The cost of sales in Tesco plc was £58,519m in 2012 to £60,737m in 2013. This indicates that the suppliers have increased their prices up in 2013 than in 2012 as the prices have increased by £2218m in 2013.
The Gross profit is the company's remaining profit after selling a product or service and deducting the cost related with its production and sale. For example Tesco plc has an overall gross profit of £4,089m in 2012, and in 2013 they made £737m, this is from selling their products from remaining profit.
The gross profit in Tesco plc in 2013 was £4,089m and in 2012 it was £5,397m this indicates that Tesco plc made more gross profit in 2012 than in 2013. This is could be because Tesco plc could be losing their customer and not getting more profit than before as they have in 2012.
The Expenses is the regular outgoings of finance for the organisation such as spending money on recruitment, staff, bills etc. Tesco plc has an overall expense of £1,562m in 52 weeks in 2012/2013. This indicates that the expense is used to pay for running cost that is beneficial for the organisation.
The expenses in Tesco plc in 2013 was £1,562m and in 2012 Tesco plc’s was £1,612m this shows that in 2013 Tesco plc has decreased the amount of recruitment and employees Than in 2012, this is because the expenses have decreased by £150m.
The Net profit is the overall of the loss and profit taken into account on the balance sheet, for example Tesco plc’s net profit is £120m for the year, and this indicates the net profit gives an overall amount of money they have made in the organisation after all cost covered.
The net profit in 2013 has decreased than in 2012 for example Tesco plc’s net profit was £120m and in 2012 Tesco plc’s net profit was £2,814m. This shows that in 2013 Tesco plc has made less profit in 2013 than in 2012 for example Tesco plc have a cost of sales was from £58,519m in 2012 to £60,737m in 2013. This shows that the suppliers have increased their prices up.
Balance sheet
A balance sheet is a statement of the total assets and liabilities of an organisation at a particular date the balance sheet is split into two parts:
(1) A statement of fixed assets, current assets and the liabilities (Net Assets)
(2) A statement showing how the Net Assets have been financed, for example through share capital and retained profits.
The Current assets is a balance sheet account that represents the value of all assets that are reasonably expected to be converted into cash within one year in the normal course of business. Current assets include cash, accounts receivable, inventory, marketable securities, prepaid expenses and other liquid assets that can be readily converted to cash.
The balance sheet of Tesco plc’s current assets (including liabilities of the disposal group and non-current assets classified as held for sale) in 2013 Tesco plc had (£18,985m), however in 2012 Tesco plc had less money than in 2012 for example they spent (£19,249m), their current assets declined by £264m in a 2012. This indicates that Tesco plc spent less money on their current assets in 2013 than in 2012.

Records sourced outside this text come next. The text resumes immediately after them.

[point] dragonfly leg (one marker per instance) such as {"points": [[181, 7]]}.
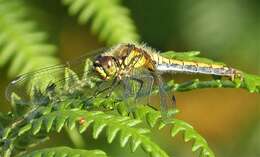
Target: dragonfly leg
{"points": [[146, 85], [141, 82], [167, 109]]}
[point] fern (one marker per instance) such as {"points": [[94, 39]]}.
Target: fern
{"points": [[35, 124], [110, 20], [55, 121], [20, 40], [154, 118], [65, 151]]}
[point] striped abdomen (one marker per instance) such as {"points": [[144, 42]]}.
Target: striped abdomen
{"points": [[172, 65]]}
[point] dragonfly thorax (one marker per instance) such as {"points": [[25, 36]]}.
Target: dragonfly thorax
{"points": [[105, 66]]}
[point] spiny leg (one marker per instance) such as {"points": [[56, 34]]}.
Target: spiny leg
{"points": [[166, 110]]}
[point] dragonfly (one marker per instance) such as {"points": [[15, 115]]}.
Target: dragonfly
{"points": [[123, 64]]}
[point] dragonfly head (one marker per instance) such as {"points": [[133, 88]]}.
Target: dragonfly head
{"points": [[105, 66]]}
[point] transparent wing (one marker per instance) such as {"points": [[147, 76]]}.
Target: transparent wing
{"points": [[48, 78]]}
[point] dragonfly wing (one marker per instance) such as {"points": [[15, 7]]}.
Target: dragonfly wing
{"points": [[48, 78]]}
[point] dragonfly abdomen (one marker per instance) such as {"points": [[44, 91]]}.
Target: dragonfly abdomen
{"points": [[177, 66]]}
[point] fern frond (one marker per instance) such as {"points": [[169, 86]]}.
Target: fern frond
{"points": [[110, 20], [55, 121], [249, 82], [20, 40], [153, 118], [65, 151]]}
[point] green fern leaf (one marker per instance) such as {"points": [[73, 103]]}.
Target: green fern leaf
{"points": [[65, 151], [20, 40], [110, 20], [124, 127], [153, 117]]}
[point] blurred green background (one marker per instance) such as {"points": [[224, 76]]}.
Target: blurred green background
{"points": [[227, 31]]}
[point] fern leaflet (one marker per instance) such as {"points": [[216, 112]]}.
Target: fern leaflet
{"points": [[55, 121], [65, 151], [19, 37], [110, 20]]}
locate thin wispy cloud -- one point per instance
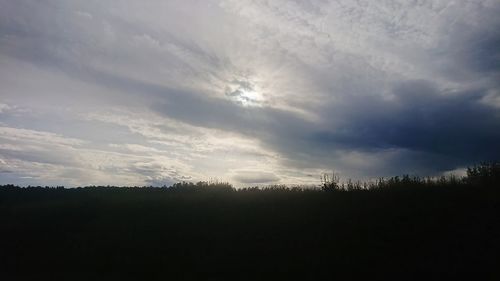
(253, 92)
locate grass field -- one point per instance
(402, 232)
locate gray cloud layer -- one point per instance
(250, 91)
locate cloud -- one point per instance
(133, 92)
(255, 177)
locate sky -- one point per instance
(259, 92)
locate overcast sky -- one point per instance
(132, 92)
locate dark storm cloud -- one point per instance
(412, 87)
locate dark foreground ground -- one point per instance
(154, 234)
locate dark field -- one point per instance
(402, 233)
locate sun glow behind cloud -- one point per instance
(247, 91)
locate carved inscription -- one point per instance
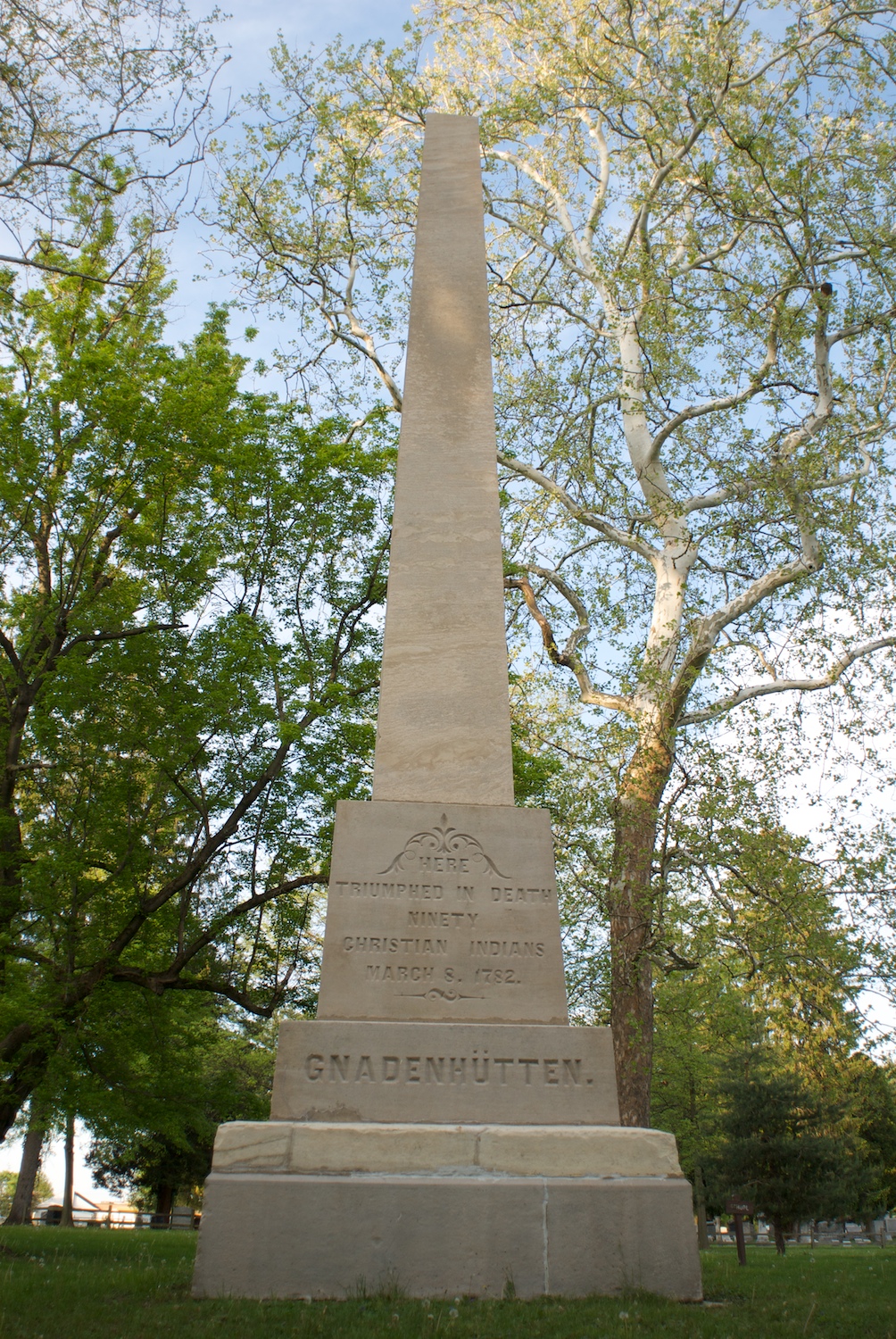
(436, 915)
(500, 1070)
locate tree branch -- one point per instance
(579, 513)
(762, 690)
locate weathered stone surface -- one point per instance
(403, 1162)
(542, 1151)
(442, 912)
(444, 728)
(444, 1073)
(324, 1236)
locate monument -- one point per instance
(439, 1127)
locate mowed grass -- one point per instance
(96, 1285)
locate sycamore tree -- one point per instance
(112, 98)
(692, 251)
(187, 653)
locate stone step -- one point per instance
(529, 1151)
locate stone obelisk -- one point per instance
(439, 1125)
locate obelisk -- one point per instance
(439, 1127)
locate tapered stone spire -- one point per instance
(444, 730)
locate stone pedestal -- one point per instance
(323, 1210)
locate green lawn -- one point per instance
(96, 1285)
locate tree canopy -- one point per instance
(187, 659)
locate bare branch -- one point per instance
(579, 513)
(762, 690)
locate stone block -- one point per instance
(577, 1151)
(442, 912)
(444, 1073)
(343, 1148)
(328, 1236)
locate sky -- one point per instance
(249, 32)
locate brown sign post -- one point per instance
(741, 1210)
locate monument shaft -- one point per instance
(444, 728)
(439, 1125)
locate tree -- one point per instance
(8, 1183)
(780, 1146)
(187, 655)
(160, 1082)
(104, 96)
(692, 254)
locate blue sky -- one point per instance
(249, 34)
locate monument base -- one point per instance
(303, 1210)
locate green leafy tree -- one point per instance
(154, 1086)
(8, 1183)
(783, 1146)
(187, 656)
(109, 98)
(693, 265)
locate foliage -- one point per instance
(160, 1081)
(781, 1145)
(693, 264)
(106, 98)
(187, 653)
(8, 1183)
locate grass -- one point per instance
(94, 1285)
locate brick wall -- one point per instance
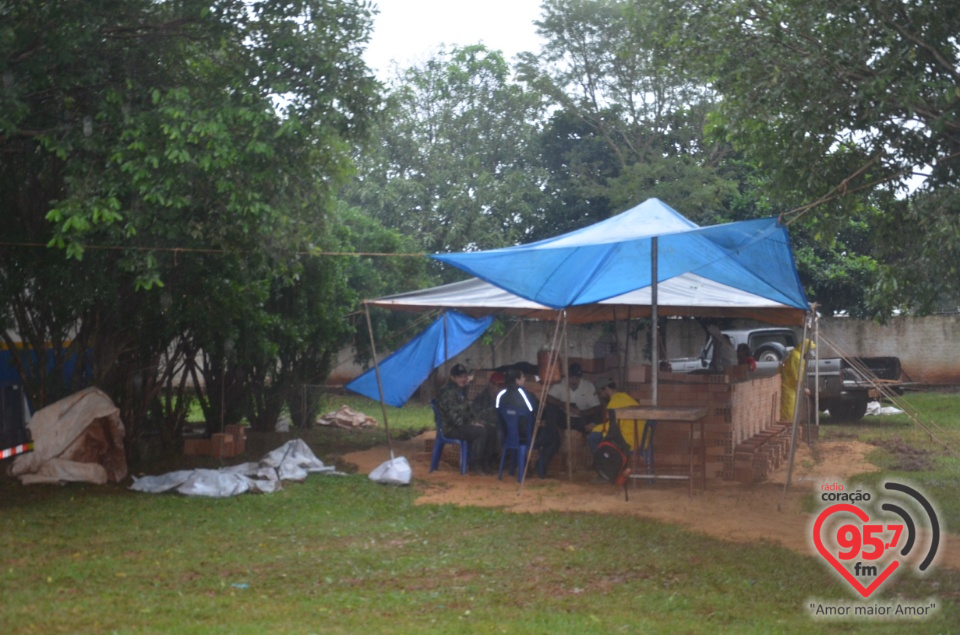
(741, 410)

A current liability is a company's debts or obligations that are due within one year. Current liabilities appear on the company's balance sheet and include short term debt, accounts payable, accrued liabilities and other debts.
The current liabilities (including liabilities of the disposal group classified as held for sales) on Tesco plc’s balance sheet show the amount of debt that they owe to other companies. For example Tesco plc owed £18,985m in 2013 and in 2012 Tesco plc owed £19,249m. This indicates Tesco plc owed companies more in 2012 than in 2013 because of the less borrowing they have done in 2012 by £264m.
Non-current liability is a liability that would not be paid within 12 months. Non-current liabilities are also called long-term liabilities, this mostly from bank loans. Non-current liabilities are shown on the right wing of the balance sheet representing the sources of funds, which are generally bounded in form of capital assets.
The non-current liability on Tesco plc’s balance sheet in 2013, Tesco had £14,483m outstanding debt paid, however in 2012 Tesco plc had debt of £13,731m, which shows that Tesco plc borrowed more money from banks in 2013, by £752 thousand.
Equity is the amount of money shareholder get in return in the organisation. The equity in Tesco plc shows the amount the shareholder would receive after investing in to Tesco plc and paying off debt in Tesco plc for example Tesco plc total equity in 2013 is £16,643 million. However in 2012 the shareholder had 17,801million. This indicates that the shareholder didn’t get more money in 2013 than in 2012.
In conclusion, Tesco plc.’s income statement and balance sheet has gone from good to bad. For example in 2012 Tesco plc had more gross profit and less cost of sales in 2012, but in 2013 Tesco plc had less gross profit and more cost of sales on their income statement, this indicates that in 2013 Tesco plc didn’t perform well as in the 2013, but performed a lot better in 2012. The balance sheet is the same from the income statement in some ways for example, Tesco plc’s non-current liabilities were £14,483 million in 2013 but in 2012 it was £13,731million. This shows that Tesco plc borrowed a lot more in 2013 than in 2012, which could mean that Tesco plc were trying to increase their finance more.